I think the largest issue with the film is the fact that while the film is framed as two lost souls finding each other, the filmmakers consider Cara to be an accessory to Roy’s emotional journey. Cara feels largely like a blank slate, which is exasperated by the fact that we only hear her voice over the phone and never see her on-screen. While I understand there might have been filming difficulties due to Covid-19 and the pandemic, the result is her arc is secondary to Roy. Instead of a fully fleshed-out character, Cara is one-sided and the audience is never allowed to connect to her.
PORTRAYAL OF SEX WORK
While the short film appears to be pro-sex work, its portrayal doesn’t seem completely honest. Because the script cannot explore Cara’s emotional depths (beyond the role she plays in helping Roy) it also becomes strangely moralistic in regards to Cara as a sex worker. Roy is not against the idea of sex work, but their friendship only exists because she connects with Roy on a “real” level, and avoids sexuality.
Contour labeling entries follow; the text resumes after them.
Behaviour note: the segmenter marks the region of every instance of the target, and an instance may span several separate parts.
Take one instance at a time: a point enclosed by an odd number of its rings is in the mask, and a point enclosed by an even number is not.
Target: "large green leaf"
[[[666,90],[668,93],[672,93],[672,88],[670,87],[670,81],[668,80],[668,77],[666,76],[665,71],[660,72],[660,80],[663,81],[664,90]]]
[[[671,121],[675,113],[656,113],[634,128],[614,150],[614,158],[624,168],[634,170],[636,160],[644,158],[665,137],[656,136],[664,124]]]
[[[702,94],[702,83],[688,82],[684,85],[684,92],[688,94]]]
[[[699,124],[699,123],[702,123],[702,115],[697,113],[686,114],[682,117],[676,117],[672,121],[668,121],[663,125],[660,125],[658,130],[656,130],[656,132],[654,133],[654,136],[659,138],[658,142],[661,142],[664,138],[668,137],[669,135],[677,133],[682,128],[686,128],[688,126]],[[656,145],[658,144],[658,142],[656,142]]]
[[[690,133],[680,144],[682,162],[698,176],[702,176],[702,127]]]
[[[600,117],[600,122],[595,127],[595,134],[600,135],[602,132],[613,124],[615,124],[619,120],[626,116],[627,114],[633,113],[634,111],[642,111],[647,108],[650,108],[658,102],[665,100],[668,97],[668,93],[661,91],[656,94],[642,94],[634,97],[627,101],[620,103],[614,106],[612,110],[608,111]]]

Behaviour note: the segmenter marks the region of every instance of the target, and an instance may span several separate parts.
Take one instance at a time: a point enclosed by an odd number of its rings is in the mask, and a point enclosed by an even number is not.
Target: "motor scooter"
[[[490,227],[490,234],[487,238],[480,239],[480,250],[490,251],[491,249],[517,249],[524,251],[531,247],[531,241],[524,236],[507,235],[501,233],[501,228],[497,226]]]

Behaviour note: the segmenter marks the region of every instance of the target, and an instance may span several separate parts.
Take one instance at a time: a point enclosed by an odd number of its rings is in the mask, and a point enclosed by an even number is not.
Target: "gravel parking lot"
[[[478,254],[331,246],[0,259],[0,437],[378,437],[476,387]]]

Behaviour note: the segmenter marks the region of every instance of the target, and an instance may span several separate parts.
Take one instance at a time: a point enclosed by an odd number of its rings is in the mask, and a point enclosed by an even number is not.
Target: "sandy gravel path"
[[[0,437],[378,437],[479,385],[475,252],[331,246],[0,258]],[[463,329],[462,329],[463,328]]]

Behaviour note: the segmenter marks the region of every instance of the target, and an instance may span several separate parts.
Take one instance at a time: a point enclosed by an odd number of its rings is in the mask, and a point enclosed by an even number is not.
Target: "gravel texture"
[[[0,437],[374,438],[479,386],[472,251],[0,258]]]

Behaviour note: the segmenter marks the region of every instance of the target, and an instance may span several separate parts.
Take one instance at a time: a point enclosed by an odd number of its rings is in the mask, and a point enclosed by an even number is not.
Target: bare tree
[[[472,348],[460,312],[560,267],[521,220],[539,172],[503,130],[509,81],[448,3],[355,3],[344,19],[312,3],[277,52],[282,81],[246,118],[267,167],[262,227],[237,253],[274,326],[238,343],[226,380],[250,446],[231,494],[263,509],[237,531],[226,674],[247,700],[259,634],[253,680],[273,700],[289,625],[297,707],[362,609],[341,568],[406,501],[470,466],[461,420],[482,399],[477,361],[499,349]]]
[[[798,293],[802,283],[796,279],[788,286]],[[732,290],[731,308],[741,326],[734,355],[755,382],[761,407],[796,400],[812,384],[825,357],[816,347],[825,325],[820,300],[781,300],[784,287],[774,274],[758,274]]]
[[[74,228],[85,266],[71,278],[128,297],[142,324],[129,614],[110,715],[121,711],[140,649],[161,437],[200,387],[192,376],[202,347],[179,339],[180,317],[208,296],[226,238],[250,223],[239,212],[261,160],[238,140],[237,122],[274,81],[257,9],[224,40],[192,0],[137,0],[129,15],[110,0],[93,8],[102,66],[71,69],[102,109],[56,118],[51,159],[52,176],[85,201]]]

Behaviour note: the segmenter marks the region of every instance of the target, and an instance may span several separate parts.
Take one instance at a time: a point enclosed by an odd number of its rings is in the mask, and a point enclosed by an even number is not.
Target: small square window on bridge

There is no reason the script necessitates Cara to be a sex worker, other than to present her as virtuous, a good person who “does not belong” in the profession and needs the guidance of Roy to leave it. Overall, the portrayal of Cara in Roy reinforces why real sex workers should be paid to be cultural consultants in films that include the topic.
DAVID BRADLEY SHINES
Arguably, the most interesting component of the film is Roy’s cold calling ritual. Watching David Bradley prepare for his nightly ritual is chilling, drawing us in as he puts on the effect of a lonely confused old man who thought he had missed a call, hoping to garner sympathy from the listener. Bradley brings us insight into a character who doesn’t know how to ask for help or to ask for companionship. I wish the writers would let us see more of that character, but that’s not what this film wants to be.
IN THE END
In the future, I hope that Tom Berkeley and Ross White can expand their horizons, be willing to be unconventional, and potentially be okay with their characters doing unnerving or unlikable things. I believe they have lots of potential as creators, but I think Berkeley and White need to be sure to pay for professional consultants to strengthen their scripts. Roy is a solid debut, but ultimately it is neither good nor bad: overall, it is a fine beginning.